“Judge, jury and executioner.”
That familiar, ominous idiom instantly signals the sort of unchecked, centralized authority that threatens individual freedom and violates our Constitution’s system of limited government and separation of powers.
In recent years, it particularly captures the growing menace of the nation’s federal regulatory state.
Unable to enact extremist agenda items such as “Net Neutrality” or the “Green New Deal” via the democratic representative process, the political left that populates our sprawling administrative agencies instead seeks to impose its will through regulation.

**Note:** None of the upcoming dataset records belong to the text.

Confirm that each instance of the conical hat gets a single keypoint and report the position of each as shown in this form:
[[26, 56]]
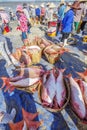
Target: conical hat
[[82, 0], [2, 8], [52, 5]]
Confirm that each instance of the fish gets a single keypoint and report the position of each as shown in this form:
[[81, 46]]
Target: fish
[[29, 116], [85, 91], [15, 61], [60, 88], [45, 42], [48, 88], [5, 117], [77, 100], [20, 83], [26, 59], [32, 71], [83, 75], [17, 126], [33, 125]]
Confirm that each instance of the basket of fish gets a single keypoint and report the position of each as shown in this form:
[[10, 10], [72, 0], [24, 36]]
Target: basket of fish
[[27, 80], [54, 92], [53, 53], [78, 99], [43, 43], [35, 53]]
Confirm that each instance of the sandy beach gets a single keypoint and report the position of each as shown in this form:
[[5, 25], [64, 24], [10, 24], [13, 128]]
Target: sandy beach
[[75, 60]]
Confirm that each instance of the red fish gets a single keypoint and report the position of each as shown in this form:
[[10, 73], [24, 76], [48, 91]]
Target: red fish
[[33, 125], [83, 75], [16, 126], [29, 116], [77, 100], [60, 89], [32, 71]]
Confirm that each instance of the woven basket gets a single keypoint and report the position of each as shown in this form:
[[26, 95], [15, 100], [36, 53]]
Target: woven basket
[[35, 56], [53, 57], [30, 89], [67, 85]]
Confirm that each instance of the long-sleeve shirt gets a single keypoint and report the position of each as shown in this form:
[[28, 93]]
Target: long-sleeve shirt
[[23, 22], [67, 22]]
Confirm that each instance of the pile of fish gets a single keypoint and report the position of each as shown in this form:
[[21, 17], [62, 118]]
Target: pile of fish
[[26, 78], [27, 123], [53, 53], [53, 92], [79, 95]]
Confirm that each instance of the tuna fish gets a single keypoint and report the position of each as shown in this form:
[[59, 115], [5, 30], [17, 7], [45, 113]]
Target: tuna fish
[[77, 101], [29, 116], [83, 75], [44, 93], [17, 126], [50, 85], [32, 71], [60, 89], [5, 118], [85, 91]]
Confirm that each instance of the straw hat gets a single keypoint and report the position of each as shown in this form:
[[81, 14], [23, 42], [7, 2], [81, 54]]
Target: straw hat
[[52, 5], [75, 5], [2, 8], [19, 8]]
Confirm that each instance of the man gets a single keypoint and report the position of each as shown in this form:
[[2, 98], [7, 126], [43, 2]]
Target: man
[[67, 23]]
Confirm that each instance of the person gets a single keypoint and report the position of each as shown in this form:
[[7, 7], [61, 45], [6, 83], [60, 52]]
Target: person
[[32, 8], [78, 15], [42, 14], [4, 48], [25, 10], [84, 18], [67, 22], [23, 22], [37, 13], [61, 12], [5, 20]]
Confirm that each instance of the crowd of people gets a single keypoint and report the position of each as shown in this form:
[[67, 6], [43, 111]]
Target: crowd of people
[[70, 17]]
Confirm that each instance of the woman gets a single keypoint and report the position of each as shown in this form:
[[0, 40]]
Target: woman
[[67, 23], [23, 22]]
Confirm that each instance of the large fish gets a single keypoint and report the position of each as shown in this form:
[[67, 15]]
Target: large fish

That egregiously violates our constitutional system. Our executive branch and its federal agencies exist to execute our nation’s laws, not create them or abusively interpret them.
Fortunately, in recent years the United States Supreme Court has undertaken a concerted effort to interrupt the regulatory state’s overreach, including the monumental West Virginia v. EPA rebuke in 2022:
Capping carbon dioxide emissions at a level that will force a nationwide transition away from the use of coal to generate electricity may be a sensible “solution to the crisis of the day.” But it is not plausible that Congress gave EPA the authority to adopt on its own such a regulatory scheme in Section 111(d). A decision of such magnitude and consequent rests with Congress itself, or an agency acting pursuant to a clear delegation from that representative body.
This term, the Court will address a similarly defective Security and Exchange Commission (SEC) procedure empowering itself to serve as the proverbial judge, jury and executioner in its proceedings.
At issue in SEC v. Jarkesy is a commission enforcement procedure created in the wake of the 2010 Dodd-Frank Act, which has earned myriad other judicial rebukes. Specifically, the SEC created a system by which it could prosecute alleged securities law violations through its own internal administrative hearings before its own judges rather than court jury trials, which defendant George Jarkesy claims violates his Seventh Amendment right to a jury trial.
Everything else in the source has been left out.